Apuiat: les Innus n’ont pas dit leur dernier mot

Apuiat est un projet éolien de 200 mégawatts mené par les Innus de la Côte-Nord en partenariat avec l'entreprise Boralex.
Photo: Marie-Pier Frappier Le Devoir Apuiat est un projet éolien de 200 mégawatts mené par les Innus de la Côte-Nord en partenariat avec l'entreprise Boralex.

Au gouvernement Legault, qui entend enterrer le projet éolien Apuiat, les neuf communautés innues du Québec ont servi mardi un avertissement : mieux vaut ne pas rater ce « rendez-vous historique », auquel il serait en outre fort coûteux de tourner le dos.

Le cabinet du ministre des Ressources naturelles, Jonatan Julien, a confirmé à mots couverts la mort du projet, qui devait se concrétiser sur le territoire traditionnel des Innus de Uashat Mak Mani-Utenam, sur la Côte-Nord.

« Notre position n’a pas changé concernant le projet Apuiat. Dans un contexte de surplus d’électricité, ce projet n’est pas rentable. Nous allons prendre le temps de rencontrer les parties prenantes et les Premières Nations avant d’officialiser notre décision », a fait savoir le ministre Julien.

La publication d’un reportage de La Presse annonçant que le gouvernement Legault et Hydro-Québec se sont entendus pour abandonner le projet — sans en discuter avec les Innus — est venue se heurter à la volonté affichée du chef caquiste de renouveler les relations avec les Autochtones.

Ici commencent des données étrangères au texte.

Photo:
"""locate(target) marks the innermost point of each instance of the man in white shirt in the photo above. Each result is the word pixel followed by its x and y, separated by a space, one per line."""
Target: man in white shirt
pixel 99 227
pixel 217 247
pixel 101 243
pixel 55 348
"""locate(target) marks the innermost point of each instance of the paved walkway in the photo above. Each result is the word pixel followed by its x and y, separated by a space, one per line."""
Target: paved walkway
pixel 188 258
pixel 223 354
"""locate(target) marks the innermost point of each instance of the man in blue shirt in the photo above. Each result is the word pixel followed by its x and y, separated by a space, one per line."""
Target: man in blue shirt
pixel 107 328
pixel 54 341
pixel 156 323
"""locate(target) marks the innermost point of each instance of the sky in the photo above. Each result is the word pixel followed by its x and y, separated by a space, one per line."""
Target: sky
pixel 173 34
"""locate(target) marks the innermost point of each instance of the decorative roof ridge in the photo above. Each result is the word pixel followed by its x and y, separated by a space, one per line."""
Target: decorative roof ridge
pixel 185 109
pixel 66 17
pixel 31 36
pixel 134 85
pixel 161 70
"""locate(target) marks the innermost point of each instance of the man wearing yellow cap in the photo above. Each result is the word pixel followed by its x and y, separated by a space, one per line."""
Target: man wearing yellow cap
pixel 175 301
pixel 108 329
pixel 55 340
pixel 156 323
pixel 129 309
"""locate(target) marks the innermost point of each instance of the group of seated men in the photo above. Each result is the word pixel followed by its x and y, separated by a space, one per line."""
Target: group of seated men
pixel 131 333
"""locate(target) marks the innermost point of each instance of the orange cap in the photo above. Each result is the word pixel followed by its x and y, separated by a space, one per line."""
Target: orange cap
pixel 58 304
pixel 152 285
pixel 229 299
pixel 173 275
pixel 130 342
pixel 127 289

« Les Innus ne sont plus dans une logique de recevoir une “rente” du gouvernement ou d’Hydro-Québec », ont dénoncé des représentants des communautés innues et de l’entreprise partenaire Boralex.

Apuiat constitue « un rendez-vous historique entre les communautés de la nation innue, le gouvernement du Québec et l’ensemble des Québécois », ont-ils fait valoir.

Vers de lourdes compensations ?

Aux rumeurs voulant que Québec cherche une voie de sortie passant par des compensations, la nation innue a répliqué au moyen d’une longue liste d’impacts qu’aurait le projet.

Selon elle, l’aventure d’Apuiat permettrait de créer 300 à 400 emplois en phase de construction, impliquerait près de 600 millions de dollars en investissements privés et générerait des retombées « beaucoup plus significatives » que les recettes d’un million par année évoquées par Hydro-Québec.

« C’est près d’une dizaine de millions de dollars de plus qui seraient versés annuellement aux communautés innues, et ce, pendant 25 ans à titre de partenaires », ont écrit les représentants innus.

« Est-ce que la solution alternative qui serait proposée aux Innus par Hydro-Québec permettrait de compenser de tels revenus, tout en étant aussi porteuse en matière de développement d’un patrimoine, d’expertise et de fierté ? »

Hydro-Québec nie

 

Hydro-Québec s’est défendue d’avoir signé l’abandon du projet avec le premier ministre Legault sans impliquer les Innus.

« On a effectivement commencé des discussions sur le projet Apuiat », a toutefois confirmé le porte-parole Serge Abergel. Il a précisé que la rencontre entre MM. Legault et Julien et le grand patron d’Hydro-Québec, Éric Martel, portait sur une multitude de sujets.

Sans vouloir s’avancer sur « l’issue des échanges », le porte-parole a rappelé qu’Hydro-Québec avait des « préoccupations » face au projet, dans un contexte de surplus d’électricité.

« On n’a pas aujourd’hui encore statué sur le projet, a-t-il dit. Et on n’a pas non plus décidé d’une solution alternative qui viserait à trouver un compromis qui serait acceptable. »

Reste que la décision d’aborder la question en réunion sans impliquer Boralex et les représentants de la nation innue constitue un « faux pas », a jugé le chef de l’Assemblée des Premières Nations du Québec et du Labrador, Ghislain Picard.

« Ça peut avoir des impacts sur l’ensemble de la relation politique », a-t-il averti.

À Hydro-Québec et à Éric Martel, qui dit estimer que le projet entraînerait des pertes de 1,5 à 2 milliards, il a suggéré de faire preuve de davantage de transparence. « C’est quoi, le détail de tout ça ? » a-t-il demandé.